Severe overdosage - General supportive care is recommended, including close clinical and laboratory monitoring of haematological, renal and hepatic functions, and coagulation status until the patient is stable. The following clinical measures are extremely unlikely to be indicated in the event of cefalexin overdose and have not been established as beneficial in this situation: forced diuresis, peritoneal dialysis, haemodialysis or charcoal haemoperfusion.

Unless 5 to 10 times the normal daily dose of cefalexin has been ingested, gastro-intestinal decontamination should not be necessary.

5 PHARMACOLOGICAL PROPERTIES

5.1 Pharmacodynamic properties

ATC code: J01DB01 First generation cephalosporins

Cefalexin is bactericidal and has antimicrobial activity similar to that of

cephaloridine or cephalothin against both gram-positive and gram-negative

organisms.

5.2 Pharmacokinetic properties

Cefalexin is almost completely absorbed from the gastro-intestinal tract and produces peak plasma concentrations about 1 hour after administration. A dose of 500 mg produces a mean peak plasma concentration of about 18 micrograms per ml, about the same as the concentration produced by an equal dose of cephaloridine given intramuscularly and greater than that produced by cephalothin. If cefalexin is taken with food there is delayed and slightly reduced absorption and there may be delayed elimination from the plasma. About 10 to 15% of a dose is bound to plasma proteins.

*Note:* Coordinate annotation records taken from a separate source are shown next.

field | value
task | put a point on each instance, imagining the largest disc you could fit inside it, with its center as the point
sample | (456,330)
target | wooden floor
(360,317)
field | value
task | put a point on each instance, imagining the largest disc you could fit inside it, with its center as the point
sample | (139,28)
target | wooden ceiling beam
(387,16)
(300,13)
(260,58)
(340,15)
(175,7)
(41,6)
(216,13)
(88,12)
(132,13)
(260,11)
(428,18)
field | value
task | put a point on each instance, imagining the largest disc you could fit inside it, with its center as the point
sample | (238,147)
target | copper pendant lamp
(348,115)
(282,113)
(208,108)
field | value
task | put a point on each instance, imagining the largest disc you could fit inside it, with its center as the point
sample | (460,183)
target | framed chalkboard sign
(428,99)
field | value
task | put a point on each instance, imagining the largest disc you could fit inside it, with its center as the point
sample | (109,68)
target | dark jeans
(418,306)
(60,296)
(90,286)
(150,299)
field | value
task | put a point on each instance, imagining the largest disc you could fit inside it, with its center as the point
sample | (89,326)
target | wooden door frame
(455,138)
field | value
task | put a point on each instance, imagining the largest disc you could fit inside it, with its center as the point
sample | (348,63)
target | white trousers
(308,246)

The biological half-life has been reported to range from 0.6 to at least 1.2 hours and this increases with reduced renal function. About 80% or more of a dose is excreted unchanged in the urine in the first 6 hours by glomerular filtration and tubular secretion; urinary concentrations greater than 1 mg per ml have been achieved after a dose of 500 mg. Probenecid delays urinary excretion and has been reported to increase biliary excretion. Cefalexin is widely distributed in the body but does not enter the cerebrospinal fluid in significant quantities unless the meninges are inflamed. It diffuses across the placenta and small quantities are found in the milk of nursing mothers. Therapeutically effective concentrations may be found in the bile.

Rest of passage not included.